Whoever peer reviewed the paper should all be defrocked.
It passed peer review because they stayed with the correct narrative.
As many here have noted,sea water measured in the open ocean is basic with a pH of about 8.2.
The oceans will never be acidic.
What these scientists are talking about is a fear of impacts from a reduction in alkalinity.
According to computer models, doubling of atmospheric CO2 would decrease ocean pH to about 7.9, still basic but less so.
I am indebted to Steve Goreham in his book for these lucid thoughts and also for a reference to Hoffman et al ( 2011).
“A December 2011 study by scientists at the Scripps Institute of Oceanography found large variations in ocean pH by month, week and even time of day. Dr.
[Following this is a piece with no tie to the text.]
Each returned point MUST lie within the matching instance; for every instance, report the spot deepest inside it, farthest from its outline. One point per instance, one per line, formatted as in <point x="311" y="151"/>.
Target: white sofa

Gretchen Hoffman led a team that measured pH at 15 locations in the Atlantic,Pacific and Antarctic Oceans.
They found that pH changes were large, from 0.1 to 1.4 units over a thirty day period. They also found that pH changed by as much as 0.35 units over a course of days!
The study concludes that ‘climatology-based forecasts consistently under estimate natural variability’ and that ocean residents ‘are already experiencing pH regimes that are not predicted until 2100’ by the climate models.”
The alarmists would have everyone believe that life is exquisitely fragile and exists on a knifes edge.
The truth is far from that.
How can I be so sure?
Lots of reasons and many specifics.
We have many examples, and here is one of them:
https://wattsupwiththat.com/2015/07/11/the-kavachi-sharcano/
In a marine aquarium, algae thrives in a lower pH environment. Serious marine aquarists would laugh at these clowns.
When the clowns can demonstrate that they are able to firstly sustain healthy growth of marine macro algae for 6 months prior to their ‘experimentation’ then I’ll read beyond their alarmist clickbait.
Eric ==> What is wrong with this study is that they have not followed the very specific recommendations of either Cornwall and Hurd (https://academic.oup.com/icesjms/article/73/3/572/2458712) or even the earlier EPOCA “Guide to best practices for ocean acidification research”.
According to the methods section of the highlighted paper, only ONE mesocosm tank was used for each experimental condition (five variable and one control). There were no tank replications — in my opinion, invalidating the entire project.
Refer to Cornwall and Hurd (2015) with link above on acceptable tank designs. Without even a basic acceptable tank replication design the results mean (almost) nothing.